## HW 5: LSTM Language Models
### COSC 426: Fall 2025, Colgate University

Use this notebook to run your experiments and answer questions. Add as many code or markdown chunks as you would like for each (sub)section. Please use markdown chunks for written responses. 

**If you use any external resources (e.g., code snippets, reference articles), please cite them in comments or text!**

## Part 1: Understanding and completing the four classes

In [1]:

import LM
import torch
import pandas as pd
import MaskedLM

### Part 1.1

In [2]:
data_file = "data/sae_train.tsv"
valid_file = "data/sae_val.tsv"
eval_file = "data/eval.tsv"
vocab_file = "data/HW5_vocab.txt"
max_len = 5 #this is the maximum number of words i want to consider at each point
lower = True
my_dataset = LM.LM_Dataset(data_file, vocab_file, max_len, lower)

In [3]:
print(my_dataset.vocab)
print(my_dataset.tokenized)

{'through', 'in', 'rain', 'jedi', 'the', 'we', 'i', 'they', 'seek', 'forest', 'sleep', 'follow', 'fight', 'force', 'teach', '[BOS]', 'you', 'darkness', '[EOS]', 'night', 'light', 'path'}
[['[BOS]', 'the', 'jedi', 'sleep', '[EOS]'], ['[BOS]', 'the', 'light', 'fight', '[EOS]'], ['[BOS]', 'the', 'force', 'fight', 'in', 'you', '[EOS]'], ['[BOS]', 'the', 'force', 'sleep', '[EOS]'], ['[BOS]', 'the', 'darkness', 'seek', 'the', 'darkness', '[EOS]'], ['[BOS]', 'the', 'force', 'seek', 'the', 'jedi', 'in', 'the', 'light', '[EOS]'], ['[BOS]', 'the', 'rain', 'fight', 'through', 'the', 'force', 'in', 'the', 'jedi', '[EOS]'], ['[BOS]', 'the', 'light', 'fight', 'in', 'you', '[EOS]'], ['[BOS]', 'the', 'jedi', 'fight', '[EOS]'], ['[BOS]', 'the', 'rain', 'seek', 'we', 'in', 'the', 'force', '[EOS]'], ['[BOS]', 'the', 'force', 'fight', '[EOS]'], ['[BOS]', 'the', 'jedi', 'fight', '[EOS]'], ['[BOS]', 'the', 'force', 'fight', '[EOS]'], ['[BOS]', 'the', 'night', 'sleep', '[EOS]'], ['[BOS]', 'they', 'fight', '[

How contexts and targets are specified in the make pairs
3. Given a sequence of words of length max_length, context is a list of words in the sequence from the first word to the last but one word. It does not include the last word in the sequence. 
Target is a list of words in a sequence, that starts with second word of the sequence and ends with the last word word of the sequence.
These target and context lists are padded by adding pad tokens and then converted to tensors.

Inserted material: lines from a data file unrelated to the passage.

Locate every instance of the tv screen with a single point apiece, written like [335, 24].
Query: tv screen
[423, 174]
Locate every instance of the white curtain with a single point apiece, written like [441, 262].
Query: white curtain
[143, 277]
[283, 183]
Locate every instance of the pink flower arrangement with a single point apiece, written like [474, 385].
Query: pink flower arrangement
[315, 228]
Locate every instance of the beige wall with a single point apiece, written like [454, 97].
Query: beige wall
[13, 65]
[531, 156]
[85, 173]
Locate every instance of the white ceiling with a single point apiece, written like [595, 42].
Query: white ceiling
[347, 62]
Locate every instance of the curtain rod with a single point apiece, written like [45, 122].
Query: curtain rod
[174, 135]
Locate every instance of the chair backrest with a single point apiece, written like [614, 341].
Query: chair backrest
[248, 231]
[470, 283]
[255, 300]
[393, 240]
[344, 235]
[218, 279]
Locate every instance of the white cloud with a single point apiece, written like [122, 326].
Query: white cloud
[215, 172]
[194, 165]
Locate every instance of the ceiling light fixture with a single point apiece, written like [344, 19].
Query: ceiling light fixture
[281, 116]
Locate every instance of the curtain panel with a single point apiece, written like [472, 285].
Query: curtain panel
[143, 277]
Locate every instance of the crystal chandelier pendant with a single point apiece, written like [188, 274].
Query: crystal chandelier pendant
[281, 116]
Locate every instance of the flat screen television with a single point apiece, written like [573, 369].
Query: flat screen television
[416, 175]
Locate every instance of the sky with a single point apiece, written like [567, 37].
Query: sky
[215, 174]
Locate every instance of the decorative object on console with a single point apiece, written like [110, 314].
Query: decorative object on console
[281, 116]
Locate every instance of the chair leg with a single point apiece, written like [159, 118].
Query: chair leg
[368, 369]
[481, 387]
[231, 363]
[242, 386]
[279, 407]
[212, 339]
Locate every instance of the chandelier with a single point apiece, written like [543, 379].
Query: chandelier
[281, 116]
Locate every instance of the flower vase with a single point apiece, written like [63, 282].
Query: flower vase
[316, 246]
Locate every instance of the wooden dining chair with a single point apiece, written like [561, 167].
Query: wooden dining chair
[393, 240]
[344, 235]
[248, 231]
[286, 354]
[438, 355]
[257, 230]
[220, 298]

This approach selects the entire sequence of words except the target word as our context. In CBOW, however, our context included words around (before and after) our target word. Our target in this approach is another sequence of words that ends with our target word. This approach is also different from the CBOW lab which selected a single word as our expected target.

### Part 1.2

1. In making our LSTM model, we specify that the model should learn nHidden attributes of our text, and output some sort of score for each of these attributes. As we get to the decode step, we want the model to accept the scores for each of these attributes (thus, take in nHidden input) and compute a softtmax score or probability distribution for each word in the vocabulary (thus the output size of vocab size). It does not specify the length of the sequence because the LSTM model process words one after the other and does not consider the size of the input at any point of the iterations. 

2. The additional output of LSTM represents some information about the sequence; this information affects the probabilities the model assign to the words being predicted. 

3. The functions creates and initializes the starting hidden state for the model. 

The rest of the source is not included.